Boisée ou Amadeirada é a família na qual se encontram notas de caráter quente e opulento. Essa família incorpora três quartos perfumes masculinos e pode ser considerada o equivalente masculino da família dos florais. Seus aromas são considerados masculinos e ao mesmo tempo quentes, secos e

elegantes, são geralmente acompanhados por um toque de frescor cítrico ou de notas aromáticas. Existem vários tipos de madeira: as chamadas de quentes como o sândalo, as qualificadas como secas, que incluem a madeira de cedro e o vetiver. Além das do tipo verde, mais úmido como o patchuli e a essência de pinho.

A família Oriental ou Ambrée é descrita como sofisticada, quente e sensual, trazendo perfumes com intensa fixação e longa duração. Sob esta classificação foram agrupados perfumes com notas aveludadas, como baunilha, labdanum e notas animais bem assinaladas. O nome Ambrée vem do âmbar substância sólida, parda ou preta, de cheiro almiscarado, proveniente do intestino da baleia cachalote. Os perfumes desta família também apresentam um lado mais ou menos aveludado (fava Tonka, benjoim). A classificação Oriental se estende além da característica ambreada, porque inclui notas e ingredientes que “esquentam” a sensação olfativa, como as especiarias cravo, canela, pimenta e cardamomo. São perfumes opulentes e suaves que evocam os cheiros orientais. Os perfumes desta família costumam fixar-se melhor na pele, apresentando assim mais longa duração.

Por último, a família Cuir ou Couro, é uma com formulação bastante diferente, com notas secas, que tentam reproduzir o odor característico do couro (fumaça, madeira queimada, tabaco e bétula). Essas notas específicas são principalmente encontradas em perfumes masculinos. As matérias-primas que dão esse efeito são, principalmente, as essências de bétula, láudano e benjoim, além de um componente sintético importante, a isobutilquinoleina ou IBQ.

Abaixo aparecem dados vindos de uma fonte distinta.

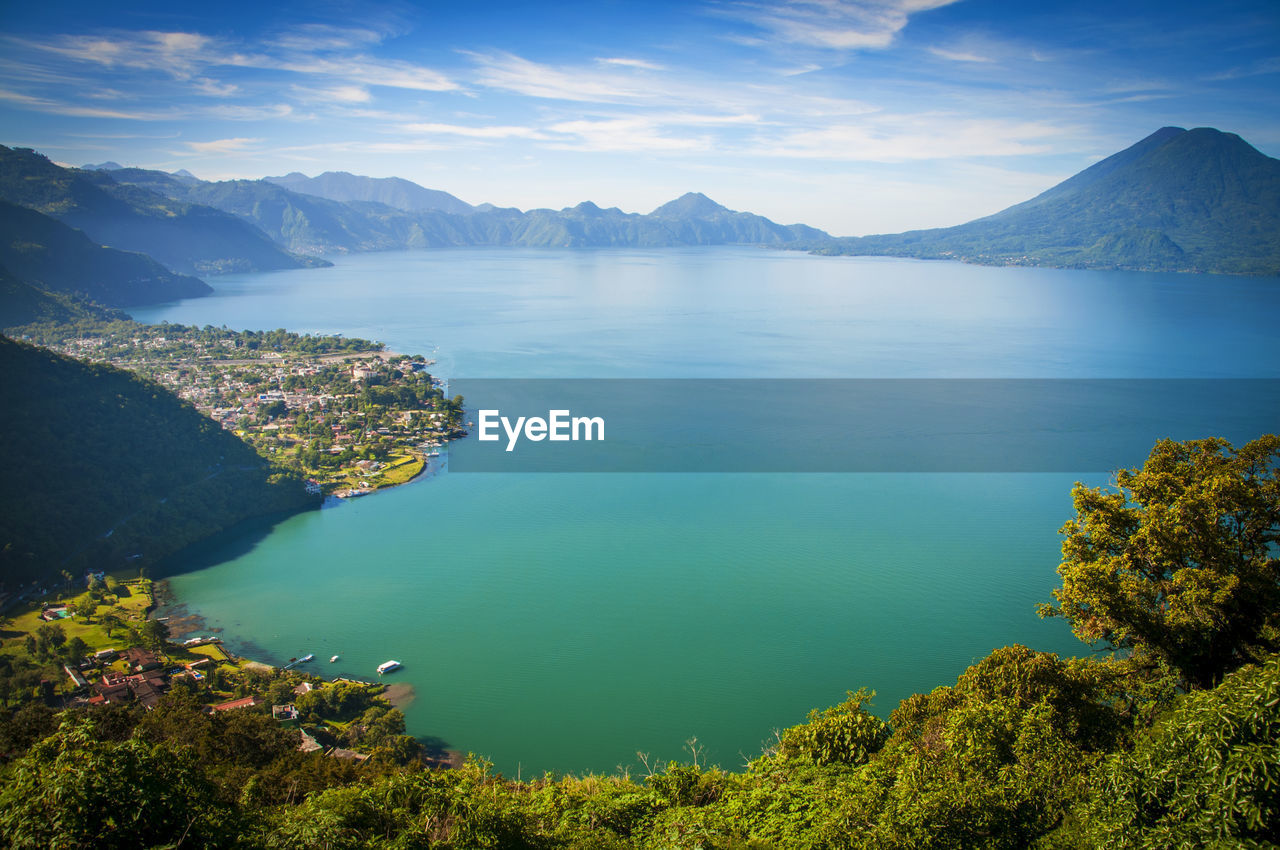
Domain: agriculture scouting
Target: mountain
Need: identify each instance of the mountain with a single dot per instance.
(392, 191)
(312, 224)
(22, 304)
(109, 469)
(46, 252)
(695, 219)
(1179, 200)
(186, 237)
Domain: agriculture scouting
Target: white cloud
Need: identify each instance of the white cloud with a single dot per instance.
(629, 135)
(336, 94)
(512, 73)
(223, 145)
(839, 24)
(631, 63)
(474, 132)
(959, 55)
(183, 55)
(900, 138)
(56, 108)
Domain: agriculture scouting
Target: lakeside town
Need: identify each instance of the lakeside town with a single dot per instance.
(348, 415)
(99, 647)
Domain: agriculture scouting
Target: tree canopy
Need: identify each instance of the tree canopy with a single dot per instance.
(1178, 561)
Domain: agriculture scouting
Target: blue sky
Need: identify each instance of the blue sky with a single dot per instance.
(856, 117)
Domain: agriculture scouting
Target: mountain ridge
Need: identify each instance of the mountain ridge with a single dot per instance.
(1178, 200)
(187, 238)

Embora não esteja na, classificação oficial tem-se ainda os perfumes com notas aquáticas, ozônicas e os gourmand. As notas aquáticas representam a sensação que temos com a presença da água, seja na proximidade de fontes e cachoeiras, orvalho ou brisa do mar (no caso, notas marinhas, com algas na composição). As fragrâncias ozônicas são geladas, metálicas, incisivas e representam a limpidez cristalina no ar. Os aromas gourmant caracterizam-se pela simulação sintética de sobremesas e sabores açucarados, recriadas pelos perfumistas que fazem um perfume literalmente dar água na boca. Os gourmant são diferentes dos perfumes de baunilha por

remeterem especificamente às doçuras e sobremesas, e não as variações que a fava da baunilha pode proporcionar.

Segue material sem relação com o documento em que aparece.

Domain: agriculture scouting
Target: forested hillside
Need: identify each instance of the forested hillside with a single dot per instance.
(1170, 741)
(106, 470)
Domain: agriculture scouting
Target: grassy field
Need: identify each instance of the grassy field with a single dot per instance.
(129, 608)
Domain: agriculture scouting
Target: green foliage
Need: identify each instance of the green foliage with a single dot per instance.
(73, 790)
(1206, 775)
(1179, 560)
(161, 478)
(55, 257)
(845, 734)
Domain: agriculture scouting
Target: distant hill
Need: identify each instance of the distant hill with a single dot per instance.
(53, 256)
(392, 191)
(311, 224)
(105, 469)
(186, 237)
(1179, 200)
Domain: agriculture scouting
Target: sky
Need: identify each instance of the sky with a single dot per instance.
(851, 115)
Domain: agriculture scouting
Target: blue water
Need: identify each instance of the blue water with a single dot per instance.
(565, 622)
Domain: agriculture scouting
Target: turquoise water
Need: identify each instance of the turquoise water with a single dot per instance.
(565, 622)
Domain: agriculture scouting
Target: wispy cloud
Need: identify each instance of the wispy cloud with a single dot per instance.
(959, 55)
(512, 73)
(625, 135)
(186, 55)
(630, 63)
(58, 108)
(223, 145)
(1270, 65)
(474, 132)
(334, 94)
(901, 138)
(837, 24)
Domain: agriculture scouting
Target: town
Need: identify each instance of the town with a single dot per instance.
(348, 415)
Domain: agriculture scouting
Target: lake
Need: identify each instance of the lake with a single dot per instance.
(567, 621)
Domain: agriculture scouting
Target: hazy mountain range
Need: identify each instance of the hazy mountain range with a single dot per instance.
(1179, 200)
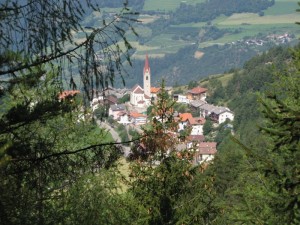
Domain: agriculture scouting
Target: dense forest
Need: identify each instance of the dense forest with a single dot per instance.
(57, 166)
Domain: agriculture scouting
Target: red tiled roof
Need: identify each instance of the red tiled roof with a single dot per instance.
(69, 93)
(198, 138)
(136, 114)
(197, 90)
(185, 116)
(147, 97)
(208, 148)
(196, 121)
(122, 113)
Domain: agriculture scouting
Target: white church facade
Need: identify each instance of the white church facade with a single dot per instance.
(141, 97)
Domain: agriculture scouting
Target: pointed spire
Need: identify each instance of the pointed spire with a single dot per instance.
(146, 67)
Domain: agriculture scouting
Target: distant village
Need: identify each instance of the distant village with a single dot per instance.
(272, 38)
(133, 112)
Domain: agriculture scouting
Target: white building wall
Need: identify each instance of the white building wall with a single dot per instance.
(226, 115)
(197, 130)
(206, 158)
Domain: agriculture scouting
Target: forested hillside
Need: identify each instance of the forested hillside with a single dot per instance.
(60, 165)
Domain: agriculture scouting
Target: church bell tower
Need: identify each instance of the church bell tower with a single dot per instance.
(147, 77)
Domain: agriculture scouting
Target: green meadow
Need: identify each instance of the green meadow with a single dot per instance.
(167, 5)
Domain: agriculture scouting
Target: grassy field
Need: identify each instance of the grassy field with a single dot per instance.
(251, 18)
(282, 7)
(167, 5)
(159, 46)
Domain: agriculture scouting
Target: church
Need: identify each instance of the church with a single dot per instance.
(141, 97)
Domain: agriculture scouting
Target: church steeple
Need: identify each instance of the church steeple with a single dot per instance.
(147, 77)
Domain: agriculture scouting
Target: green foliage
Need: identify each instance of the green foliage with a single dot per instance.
(101, 112)
(281, 109)
(97, 200)
(158, 189)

A combinação de todas as notas que define a fragrância do perfume pode ser predominantemente cítrica, floral, amadeirada, frutal, doce, verde ou refrescante, mencionando as mais comuns. Para obter um resultado final perfeito é necessário que o perfumista integre as três etapas de forma harmônica e balanceada. A combinação dos elementos em um perfume considerado bom deve caracterizar-se por uma sensação de unidade, e a evolução da evaporação dos aromas das notas de cabeça, de coração e de fundo, deve proporcionar uma experiência linear e agradável.

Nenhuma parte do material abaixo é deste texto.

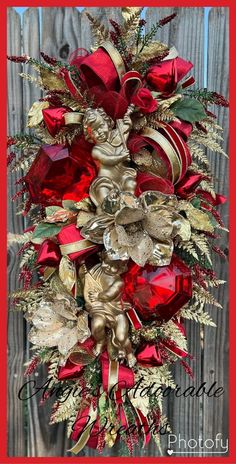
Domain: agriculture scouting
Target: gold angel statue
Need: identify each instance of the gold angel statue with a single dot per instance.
(103, 288)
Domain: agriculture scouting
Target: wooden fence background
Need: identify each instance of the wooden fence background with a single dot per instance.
(61, 30)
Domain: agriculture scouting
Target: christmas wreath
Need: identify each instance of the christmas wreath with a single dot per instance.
(123, 208)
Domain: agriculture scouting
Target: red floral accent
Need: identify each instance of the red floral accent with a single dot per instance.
(144, 100)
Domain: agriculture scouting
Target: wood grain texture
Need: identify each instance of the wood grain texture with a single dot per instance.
(215, 354)
(16, 324)
(62, 31)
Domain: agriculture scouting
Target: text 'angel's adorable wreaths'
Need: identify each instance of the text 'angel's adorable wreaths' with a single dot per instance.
(121, 198)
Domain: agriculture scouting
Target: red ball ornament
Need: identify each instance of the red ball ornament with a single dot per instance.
(158, 292)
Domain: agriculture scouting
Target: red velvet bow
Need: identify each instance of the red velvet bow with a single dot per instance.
(54, 119)
(70, 234)
(146, 181)
(187, 186)
(165, 76)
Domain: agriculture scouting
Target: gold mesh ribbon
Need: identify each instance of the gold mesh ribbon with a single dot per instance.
(84, 437)
(168, 149)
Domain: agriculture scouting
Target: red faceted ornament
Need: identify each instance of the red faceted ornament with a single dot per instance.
(158, 292)
(59, 173)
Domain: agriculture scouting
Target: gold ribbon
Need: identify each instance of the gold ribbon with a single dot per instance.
(73, 118)
(74, 247)
(168, 149)
(115, 57)
(84, 437)
(113, 374)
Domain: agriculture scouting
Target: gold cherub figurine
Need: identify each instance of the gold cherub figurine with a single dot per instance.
(110, 150)
(102, 293)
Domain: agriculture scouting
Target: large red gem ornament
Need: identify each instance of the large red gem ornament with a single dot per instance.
(60, 173)
(158, 292)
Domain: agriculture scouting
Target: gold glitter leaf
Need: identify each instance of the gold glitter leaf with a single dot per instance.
(51, 81)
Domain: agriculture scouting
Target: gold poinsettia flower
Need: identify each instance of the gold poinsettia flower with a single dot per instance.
(141, 228)
(57, 322)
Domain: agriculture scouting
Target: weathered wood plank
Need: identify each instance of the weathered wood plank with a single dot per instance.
(31, 47)
(16, 332)
(64, 30)
(215, 355)
(60, 31)
(185, 32)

Em paralelo ao desenvolvimento do perfume, tem-se a criação de seu frasco, que deve igualmente mobilizar os sentidos. De acordo com Grasse (2007) o perfumista francês François Coty, no início do século XX cunhou a máxima: “O perfume é a sua embalagem”. Criados como uma espécie de preciosos "porta-joias" os frascos presentificam no visual a aparência olfativa da fragrância. No decorrer da história da perfumaria podemos ver uma infinidade variedades de frascos, desde os mais rebuscados até os mais simples, graças à maleabilidade do vidro e às diversas técnicas de fabricação. Dentre os criadores de frascos importantes da perfumaria, destaca-se o francês René Lalique. O exímio fabricante de joias, mostrava grande fascinação pelo vidro, moldava-o e esculpi-o dando forma à vasos, taças e objetos de mesa e em 1907, a foi convidado pelo proprietário da famosa marca de cosméticos e perfumes Coty para projetar o frasco perfeito que conquistasse as mulheres. Essa parceria resultou em diversas obras-de-arte, como L'Effleurt, Ambre Antique e Cyclamen. A partir daí, a maison Lalique criou frascos de perfume para griffes como Worth (Dans la Nuit, de 1920) e Nina Ricci (L'Air du Temps, de 1947; Capricci, de 1961; Farouche, de 1974).